I’ve
been searching for something upbeat to say about health care for older people
in 2017. It’s been difficult to find anything newsworthy. The best I could come up with was that the direst predictions might not come to pass. Speaker of the House
Paul Ryan says he wants to privatize Medicare by instituting “premium support,”
which means giving people fixed amounts of money to buy health insurance on the
private market instead of using government-run Medicare. But he might not get
his way; after all, there are 46 million older people on Medicare and they like
their program. Assurances that any changes won’t go into effect for several
years may not be good enough. The nomination of Georgia Representative Tom
Price to serve as head of the Centers for Medicare and Medicaid Services
strongly suggests there will be a push toward substituting block grants for the
federal Medicaid program, which would mean large cuts to Medicaid in many
states. It might not happen; there are roughly 6 million older people who are dually eligible—they qualify for both Medicare and Medicaid, and they survive
thanks to the current arrangement. And then
there’s the vaunted repeal of the Affordable Care Act, which might mean axing
the Center for Medicare and Medicaid Innovation, an institute that has been testing
strategies to improve quality and save money, as well as PCORI, the Patient
Centered Outcomes Research Institute, a major source of grants for studies of
innovative health care programs. Congress might leave those parts of the ACA
intact, but CMMI was budgeted $10 billion for the period 2010-2019, of which
about $3.5 billion remains. This money looks to me to be ripe for cutting by an
administration that touts ideology as the basis for decision-making, not
science. But surely there must be something uplifting to say about the new
year. Judith Graham of Kaiser Health News suggests there is.
Beginning
in January, 2017, Medicare will introduce new rules that offer incentives for
physicians to change the way they care for the sickest, most vulnerable older
patients, those with multiple serious chronic conditions, those with dementia,
and those suffering from mental illness, especially depression. Medicare is
changing its reimbursement system for “complex chronic care management.”

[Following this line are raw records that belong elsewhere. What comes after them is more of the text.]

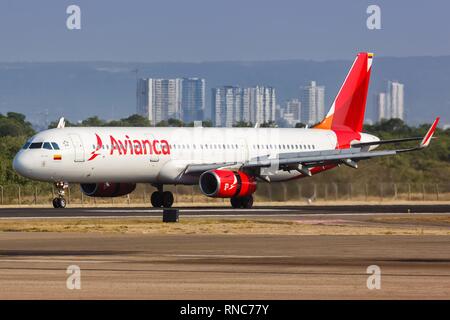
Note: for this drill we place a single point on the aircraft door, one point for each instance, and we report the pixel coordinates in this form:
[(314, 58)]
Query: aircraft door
[(243, 154), (78, 147), (154, 157)]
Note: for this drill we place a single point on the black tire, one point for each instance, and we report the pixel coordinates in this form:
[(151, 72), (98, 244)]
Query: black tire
[(236, 203), (55, 203), (156, 199), (167, 199), (247, 202), (62, 202)]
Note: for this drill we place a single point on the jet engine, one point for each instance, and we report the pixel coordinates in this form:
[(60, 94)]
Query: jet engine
[(106, 189), (226, 184)]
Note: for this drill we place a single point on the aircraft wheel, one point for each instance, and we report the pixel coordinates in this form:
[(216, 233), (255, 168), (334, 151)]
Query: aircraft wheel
[(59, 203), (167, 199), (156, 199), (247, 202), (236, 202), (62, 202)]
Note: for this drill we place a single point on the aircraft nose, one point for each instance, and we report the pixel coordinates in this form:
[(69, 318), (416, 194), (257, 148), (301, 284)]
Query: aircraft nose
[(22, 164)]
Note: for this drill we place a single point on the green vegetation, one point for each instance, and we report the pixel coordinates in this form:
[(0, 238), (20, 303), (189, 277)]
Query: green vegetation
[(429, 166)]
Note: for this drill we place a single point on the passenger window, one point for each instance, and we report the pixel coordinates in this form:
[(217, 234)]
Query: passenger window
[(36, 145), (47, 146)]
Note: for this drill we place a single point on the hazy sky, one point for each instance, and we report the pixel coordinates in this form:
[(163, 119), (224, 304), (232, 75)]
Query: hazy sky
[(210, 30)]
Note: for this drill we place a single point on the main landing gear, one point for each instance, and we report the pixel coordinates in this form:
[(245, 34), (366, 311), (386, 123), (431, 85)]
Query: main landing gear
[(59, 201), (242, 202), (161, 198)]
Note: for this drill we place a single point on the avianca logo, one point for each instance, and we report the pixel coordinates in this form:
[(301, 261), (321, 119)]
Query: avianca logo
[(99, 145), (131, 147)]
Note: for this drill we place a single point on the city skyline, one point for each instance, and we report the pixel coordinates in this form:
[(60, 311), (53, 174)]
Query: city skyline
[(390, 104)]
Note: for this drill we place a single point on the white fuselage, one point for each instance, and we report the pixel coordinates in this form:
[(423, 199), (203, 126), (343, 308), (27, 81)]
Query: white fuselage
[(158, 155)]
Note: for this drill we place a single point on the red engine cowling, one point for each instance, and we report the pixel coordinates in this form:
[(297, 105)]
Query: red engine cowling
[(106, 189), (226, 184)]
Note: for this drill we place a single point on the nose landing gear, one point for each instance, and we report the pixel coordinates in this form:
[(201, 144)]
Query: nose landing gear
[(161, 198), (59, 201)]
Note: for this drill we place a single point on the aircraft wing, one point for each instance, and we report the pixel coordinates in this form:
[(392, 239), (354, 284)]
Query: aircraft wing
[(345, 156), (303, 160)]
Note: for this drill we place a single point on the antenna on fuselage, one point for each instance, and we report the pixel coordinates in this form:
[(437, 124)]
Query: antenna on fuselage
[(61, 123)]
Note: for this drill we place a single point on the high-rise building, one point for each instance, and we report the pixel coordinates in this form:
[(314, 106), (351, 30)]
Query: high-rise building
[(391, 104), (233, 104), (380, 100), (294, 106), (395, 100), (159, 99), (224, 102), (313, 103), (192, 99)]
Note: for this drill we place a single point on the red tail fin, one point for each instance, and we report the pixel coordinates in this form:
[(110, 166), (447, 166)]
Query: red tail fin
[(347, 110)]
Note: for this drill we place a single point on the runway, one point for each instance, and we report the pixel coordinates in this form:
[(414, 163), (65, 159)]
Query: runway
[(124, 266), (310, 252), (115, 212)]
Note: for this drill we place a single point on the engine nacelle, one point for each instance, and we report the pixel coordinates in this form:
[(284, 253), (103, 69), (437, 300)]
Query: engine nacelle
[(106, 189), (226, 184)]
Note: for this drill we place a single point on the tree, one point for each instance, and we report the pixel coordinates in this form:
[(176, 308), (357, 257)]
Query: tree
[(93, 122)]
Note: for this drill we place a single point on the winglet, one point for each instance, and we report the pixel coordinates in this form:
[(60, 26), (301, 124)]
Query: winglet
[(61, 123), (427, 138)]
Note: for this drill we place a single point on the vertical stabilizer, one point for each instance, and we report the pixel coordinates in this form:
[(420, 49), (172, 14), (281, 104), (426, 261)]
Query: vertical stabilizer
[(349, 106)]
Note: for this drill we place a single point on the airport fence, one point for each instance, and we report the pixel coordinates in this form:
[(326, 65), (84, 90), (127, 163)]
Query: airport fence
[(43, 194)]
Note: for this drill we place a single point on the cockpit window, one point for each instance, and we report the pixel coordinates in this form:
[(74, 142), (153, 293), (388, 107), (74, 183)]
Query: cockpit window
[(47, 146), (36, 145)]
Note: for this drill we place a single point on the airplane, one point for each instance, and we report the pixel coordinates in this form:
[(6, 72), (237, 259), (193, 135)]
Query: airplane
[(224, 162)]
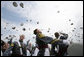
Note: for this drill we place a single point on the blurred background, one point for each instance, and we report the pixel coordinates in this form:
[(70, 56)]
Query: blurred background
[(22, 17)]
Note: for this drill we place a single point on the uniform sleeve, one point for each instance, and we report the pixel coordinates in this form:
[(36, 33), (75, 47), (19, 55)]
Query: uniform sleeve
[(65, 36)]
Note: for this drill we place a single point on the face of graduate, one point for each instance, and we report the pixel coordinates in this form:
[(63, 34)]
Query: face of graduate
[(22, 37)]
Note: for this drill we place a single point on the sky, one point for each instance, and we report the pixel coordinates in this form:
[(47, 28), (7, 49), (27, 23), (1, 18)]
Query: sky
[(55, 16)]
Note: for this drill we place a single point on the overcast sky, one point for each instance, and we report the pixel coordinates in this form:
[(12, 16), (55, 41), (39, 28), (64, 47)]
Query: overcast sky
[(53, 15)]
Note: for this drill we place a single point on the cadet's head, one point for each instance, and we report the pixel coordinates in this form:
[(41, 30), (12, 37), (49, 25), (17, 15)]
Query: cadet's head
[(22, 37), (37, 31), (56, 34)]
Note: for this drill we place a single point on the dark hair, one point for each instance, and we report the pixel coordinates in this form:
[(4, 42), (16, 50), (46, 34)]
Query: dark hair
[(56, 34), (2, 42), (35, 31)]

Basically, it will pay more for coordination of care and require jumping
through fewer hoops to get the extra payments. Medicare is also going to be
more generous in paying for comprehensive dementia assessment—if physicians
follow a number of rules. They have to assess their patient’s ability to
perform activities of daily living, they have to evaluate behavioral symptoms,
they need to review medications, and they need to use standardized tests for
assessing cognition. Finally, they will have to elicit the patient’s goals and
values and determine the caregiver’s knowledge and resources to develop a care
plan for the patient—including plans for what to do when the patient becomes
acutely ill. Medicare will offer an incentive for primary care doctors and
behavioral health specialists to work together to deliver effective care for
older patients with mental illness. Finally, Medicare will recognize that
taking care of elderly patients involves more than classic “visits” consisting
of a doctor sitting opposite a patient, taking a history, doing a physical exam,
and prescribing tests or treatment: it entails such activities as talking to
family members and reaching out to community service providers. Recognizing the
value of physician work that doesn’t involve face time with patients means
reimbursing physicians for their time and that’s exactly what Medicare will
initiate.
These
are all good developments. Physicians do need to coordinate complex chronic
disease management and they ought to properly assess patients with cognitive
impairment and develop an advance care plan for them. Similarly, they have to
be able to spend time working with families, caregivers, and other
professionals to do a good job for their oldest patients. But whether tweaking
the fee-for-service system to achieve these ends will work is another question.
What we know works are special programs for eligible patients, programs such as
GRACE (Geriatric Resources for the Assessment and Care of Elders) or PACE
(Program of All Inclusive Care for the Elderly) or Guided Care. These are
comprehensive programs with a dedicated staff of physicians, social workers,
nurse practitioners, and others who already provide complex care
management, who already know how to
evaluate memory, and who often work with behavioral health as well as
caregivers. Whether encouraging primary care doctors to adopt these
approaches simply by offering to pay extra for incorporating these strategies
into routine practice will be equally effective is far from clear. But it
might be a step in the right direction. And if there’s money available to
measure whether it works or not, we might actually find out.